ZFS w/failing drives - any equivalent of Solaris FMA?

Jeremy Chadwick koitsu at FreeBSD.org
Fri Sep 12 18:22:37 UTC 2008


On Fri, Sep 12, 2008 at 10:12:09AM -0700, Freddie Cash wrote:
> On September 12, 2008 09:32 am Jeremy Chadwick wrote:
> > For home use, sure.  Since most home/consumer systems do not include
> > hot-swappable drive bays, rebooting is required.  Although more and
> > more consumer motherboards are offering AHCI -- which is the only
> > reliable way you'll get that capability with SATA.
> >
> > In my case with servers in a co-lo, it's not acceptable.  Our systems
> > contain SATA backplanes that support hot-swapping, and it works how it
> > should (yank the disk, replace with a new one) on Linux -- there is no
> > need to do a bunch of hoopla like on FreeBSD.  On FreeBSD, with that
> > hoopla, also take the risk of inducing a kernel panic.  That risk does
> > not sit well with me, but thankfully I've only been in that situation
> > (replacing a bad disk + using hot-swapping) once -- and it did work.
> 
> Hrm, is this with software RAID or hardware RAID?

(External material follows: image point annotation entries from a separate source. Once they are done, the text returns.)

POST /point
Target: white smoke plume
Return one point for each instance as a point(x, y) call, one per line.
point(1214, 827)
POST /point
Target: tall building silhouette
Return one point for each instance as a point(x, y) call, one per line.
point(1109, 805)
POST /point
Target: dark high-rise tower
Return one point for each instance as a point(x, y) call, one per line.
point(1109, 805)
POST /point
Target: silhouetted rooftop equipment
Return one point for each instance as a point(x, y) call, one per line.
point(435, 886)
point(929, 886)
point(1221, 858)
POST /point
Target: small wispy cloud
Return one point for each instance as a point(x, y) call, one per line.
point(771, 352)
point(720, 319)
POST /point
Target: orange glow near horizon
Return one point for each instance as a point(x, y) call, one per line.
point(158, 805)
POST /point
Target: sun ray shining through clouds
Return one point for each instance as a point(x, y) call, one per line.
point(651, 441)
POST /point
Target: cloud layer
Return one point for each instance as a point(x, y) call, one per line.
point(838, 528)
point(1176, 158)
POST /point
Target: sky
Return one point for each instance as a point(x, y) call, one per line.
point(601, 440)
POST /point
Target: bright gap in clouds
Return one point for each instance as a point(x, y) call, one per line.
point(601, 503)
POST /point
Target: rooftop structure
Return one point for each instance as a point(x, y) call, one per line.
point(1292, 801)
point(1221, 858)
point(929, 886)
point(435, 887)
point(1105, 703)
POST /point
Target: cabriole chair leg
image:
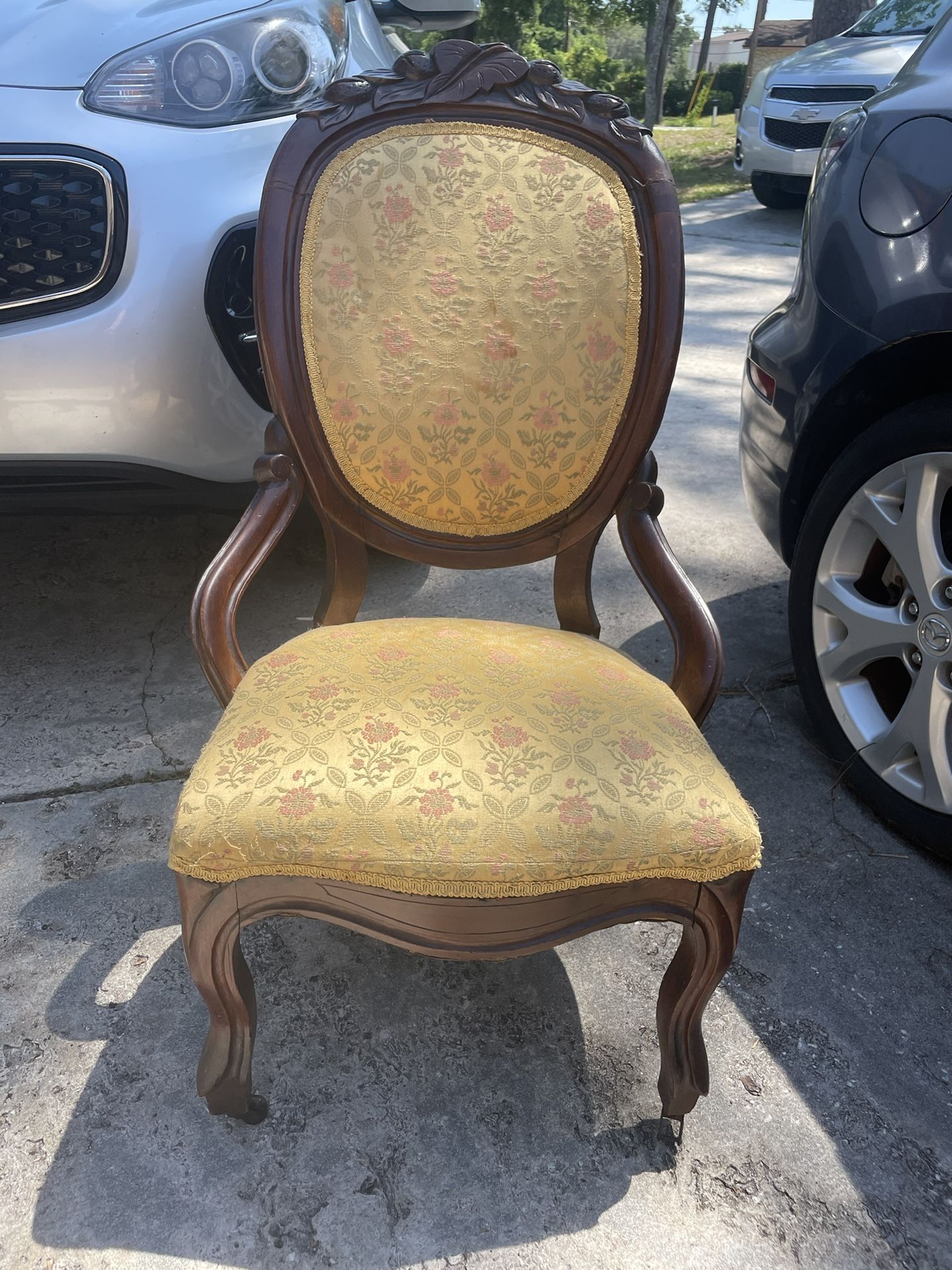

I do not use either, but have tried software RAID (Intel MatrixRAID) in
the past (and major, MAJOR bugs are why I do not any longer).  Speaking
(mostly) strictly of FreeBSD, let me list off the problems with both:

Software RAID:

1) Buggy as hell.  Using Intel MatrixRAID as an example, even with
   RAID 1, due to ata(4) driver bugs, you are practically guaranteed
   to lose your data,
3) Limited userland interface to RAID BIOS; many operations do not
   work with atacontrol, requiring a system reboot + entering BIOS
   to do things like add/remove disks or rebuild an array
3) SMART monitoring lost; if the card or BIOS supports passthrough
   (basically ATA version of pass(4)), FreeBSD will see the disks
   natively (e.g. arX for the RAID, ad4 and ad8 for the disks), and
   you can use smartmontools.  Otherwise, you're screwed
4) Support is questionable; numerous mainstream chips unsupported,
   including Adaptec HostRAID

Hardware RAID:

1) You are "locked in" to that controller.  Your data is at the
   mercy of the company who makes the HBA; if your controller dies
   and is no longer made, your data is dead in the water.  Chances
   are a newer model/revision of controller will not understand the
   the disk metadata from the previous controller
2) Performance problems as a result of excessive caching levels;
   onboard hardware cache vs. system memory cache vs. disk layer
   cache in OS vs. other kernel caching mechanisms
3) Controller firmware upgrades are risky -- 3Ware has a very nasty
   history of this, for sake of example.  I've heard of some upgrades
   changing the metadata format, requiring complete array re-creation
   
I can pull Ade Lovett <ade at freebsd.org> into this conversation if you
think any of the above is exaggerated.  :-)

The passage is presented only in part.